Bedroom at Harvington - a hide is directly above this room
Across the UK there are said to be around a hundred old houses which still have a Priest hole. Harvington Hall is famous for it’s seven hides – more than any surviving house. Several of these hides can be seen by visitors to the Hall today. Visitors who don’t suffer from claustrophobia (and who are also fairly thin!) are allowed to enter one of the hides when accompanied by a guide.
You can see the entrance to the staircase hide in this post (well sort of, you have to come to the Hall to really see where it is!). This time I thought it would be good to let you see inside the biggest hide at the Hall, but I can’t show you the entrance – again, come to the Hall and someone will be happy to show you this.

Grafitti in the Attic - 114 years & 3 days old!
A hide in the ceiling space.
In an earlier post I used this picture (very top of this post) of a bedroom at Harvington Hall. What I didn’t mention at the time was that anyone standing in this room would be very close to a hiding place – so close that they could be overheard by anyone in the hide. The room has an unusually high ceiling, and it may be that it’s height is intended to disguise the fact that just above is the largest hide in the house.

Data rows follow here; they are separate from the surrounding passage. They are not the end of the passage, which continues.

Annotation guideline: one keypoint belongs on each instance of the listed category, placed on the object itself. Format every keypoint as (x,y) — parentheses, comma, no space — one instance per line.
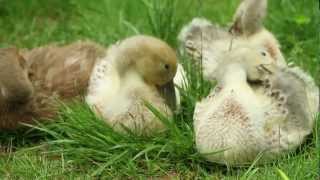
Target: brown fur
(53,72)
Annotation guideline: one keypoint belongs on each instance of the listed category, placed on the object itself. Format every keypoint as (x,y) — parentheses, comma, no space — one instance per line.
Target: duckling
(128,76)
(33,81)
(237,121)
(205,42)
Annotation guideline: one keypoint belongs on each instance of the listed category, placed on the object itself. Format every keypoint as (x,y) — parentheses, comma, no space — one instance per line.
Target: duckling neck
(233,74)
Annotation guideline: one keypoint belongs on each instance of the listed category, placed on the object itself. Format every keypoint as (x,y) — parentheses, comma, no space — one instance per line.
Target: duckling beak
(167,92)
(269,69)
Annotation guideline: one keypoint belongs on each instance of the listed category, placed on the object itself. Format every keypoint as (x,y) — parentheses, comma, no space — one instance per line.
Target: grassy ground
(80,146)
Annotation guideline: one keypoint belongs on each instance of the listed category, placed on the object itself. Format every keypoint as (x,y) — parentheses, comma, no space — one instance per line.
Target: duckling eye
(166,66)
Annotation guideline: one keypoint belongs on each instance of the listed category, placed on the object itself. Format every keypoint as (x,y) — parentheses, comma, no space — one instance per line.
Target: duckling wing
(64,70)
(301,105)
(104,84)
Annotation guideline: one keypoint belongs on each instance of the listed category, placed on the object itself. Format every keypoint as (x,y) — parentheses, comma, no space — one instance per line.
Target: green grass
(79,145)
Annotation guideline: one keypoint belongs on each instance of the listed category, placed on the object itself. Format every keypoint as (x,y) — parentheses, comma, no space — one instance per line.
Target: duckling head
(15,86)
(152,58)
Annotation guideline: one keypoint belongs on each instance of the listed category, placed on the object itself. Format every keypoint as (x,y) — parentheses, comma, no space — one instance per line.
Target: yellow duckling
(126,77)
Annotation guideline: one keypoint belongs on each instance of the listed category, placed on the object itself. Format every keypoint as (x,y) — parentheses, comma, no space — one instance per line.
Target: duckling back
(63,70)
(129,76)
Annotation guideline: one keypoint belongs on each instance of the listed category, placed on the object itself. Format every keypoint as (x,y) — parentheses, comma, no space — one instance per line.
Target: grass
(79,145)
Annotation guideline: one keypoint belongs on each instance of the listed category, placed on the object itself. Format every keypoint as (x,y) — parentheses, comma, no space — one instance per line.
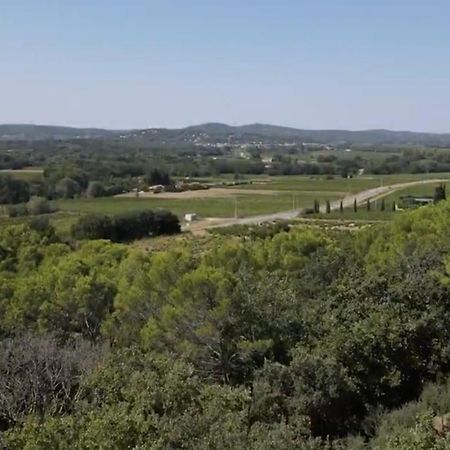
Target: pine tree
(440,193)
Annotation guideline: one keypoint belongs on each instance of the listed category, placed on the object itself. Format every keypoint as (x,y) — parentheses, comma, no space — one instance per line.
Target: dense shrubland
(292,339)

A disorientating jumble of beams
The attic, a disorientating place to be.
Entered through a secret passage in one of the bedrooms, the rooftop hide is by far the biggest hide at the Hall. As soon as you enter the attic space you are confronted by a jumble of beams – it is quite easy to become disorientated as to your whereabouts in relation to the Hall below. Of course, this confusion served the purpose of the hide builder perfectly.

The end of the roof space?
The rooftop hide (in common with several other such hides at Harvington) is assumed to be the work of Nicholas Owen, the master builder of such places. At one point there is a false hide, intended to confuse searchers and recognised as a trademark of Owen’s. At the end of the building one comes to a wall, at about chest height there is an entrance to a large space beyond. At one time this entrance had hinges and a bolt, any searcher coming across this may well have assumed that they had reached the end of the building. In John Gerards autobiography he describes a similar hide in a house in London which was ‘built in a secret gable in the roof’ and that he had occasion to use during a search in July 1599.

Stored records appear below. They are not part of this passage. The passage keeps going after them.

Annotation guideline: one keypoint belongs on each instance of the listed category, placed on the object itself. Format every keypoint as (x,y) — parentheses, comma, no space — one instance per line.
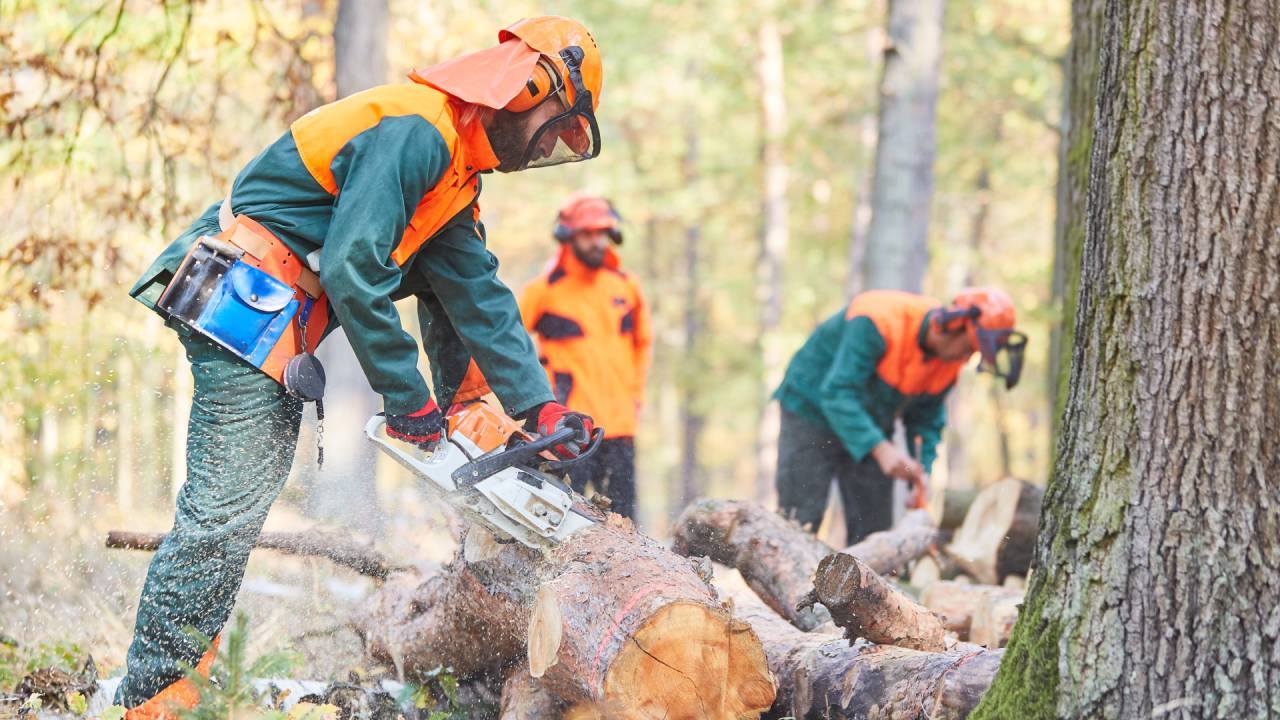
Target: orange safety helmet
(535,59)
(988,315)
(583,212)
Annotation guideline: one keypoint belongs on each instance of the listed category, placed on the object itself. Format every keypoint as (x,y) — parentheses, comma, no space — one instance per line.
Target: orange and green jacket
(385,183)
(593,337)
(865,367)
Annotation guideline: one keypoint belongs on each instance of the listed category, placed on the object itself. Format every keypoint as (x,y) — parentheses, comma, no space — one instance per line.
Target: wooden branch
(338,548)
(997,537)
(868,606)
(824,675)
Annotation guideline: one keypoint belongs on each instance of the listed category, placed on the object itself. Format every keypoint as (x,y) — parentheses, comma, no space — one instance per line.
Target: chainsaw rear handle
(526,454)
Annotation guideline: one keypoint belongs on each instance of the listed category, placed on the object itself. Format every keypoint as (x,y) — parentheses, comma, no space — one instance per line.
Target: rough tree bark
(897,238)
(609,618)
(822,675)
(999,532)
(1156,589)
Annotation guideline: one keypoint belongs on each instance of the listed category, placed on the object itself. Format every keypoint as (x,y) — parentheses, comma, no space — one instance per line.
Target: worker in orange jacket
(592,328)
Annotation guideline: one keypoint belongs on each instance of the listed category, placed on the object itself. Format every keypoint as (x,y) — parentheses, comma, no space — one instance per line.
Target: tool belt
(250,294)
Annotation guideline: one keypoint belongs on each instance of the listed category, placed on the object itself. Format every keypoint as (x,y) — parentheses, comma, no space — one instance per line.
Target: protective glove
(421,428)
(553,417)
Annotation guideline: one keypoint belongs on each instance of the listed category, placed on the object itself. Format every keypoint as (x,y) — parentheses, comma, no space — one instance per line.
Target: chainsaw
(497,474)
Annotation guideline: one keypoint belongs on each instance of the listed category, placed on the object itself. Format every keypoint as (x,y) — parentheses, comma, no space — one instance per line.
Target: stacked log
(609,618)
(822,675)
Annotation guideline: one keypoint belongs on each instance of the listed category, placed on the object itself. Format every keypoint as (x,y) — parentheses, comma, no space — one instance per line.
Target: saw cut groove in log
(999,532)
(641,633)
(888,551)
(338,548)
(822,675)
(775,556)
(955,604)
(868,606)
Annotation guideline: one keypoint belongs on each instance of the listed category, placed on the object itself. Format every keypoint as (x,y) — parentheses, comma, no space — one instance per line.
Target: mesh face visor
(1002,354)
(571,136)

Searchers gone & the hide opens to reveal a large space beyond
A search at Harvington?
There is no record of Harvington ever having been searched – which is perhaps a little strange because the owner of the Hall, Humphrey Packington was known to the authorities as someone sympathetic to the outlawed catholic cause. Like a lot of the stories about Harvington Hall, the truth is only partly known and to a great extent the Hall keeps it’s secrets to itself – I feel quite sure that the original builders would be quite satisfied with this.
The Colditz connection.
One story about this hide is that the Hall was visited a few years back by people who had been held as prisoners of war at Colditz castle. There is a famous story that they built a glider in the attic of the castle, planning to use this in an escape attempt ( click here for more about this story). Apparently, these visitors were shocked to learn of the similarities between their hide and the one at Harvington. Many of the techniques developed to disguise the entrance to the Colditz hide had been thought up over 300 years earlier by whoever built the hide at Harvington.

Priests bedroom - imagine the ceiling has vanished & this is what you might see?
(PS Important note – the panel shown on the picture above, entitled ‘the end of the roof space’ does not exist. I made this in Photoshop as a representation of how this may have looked.)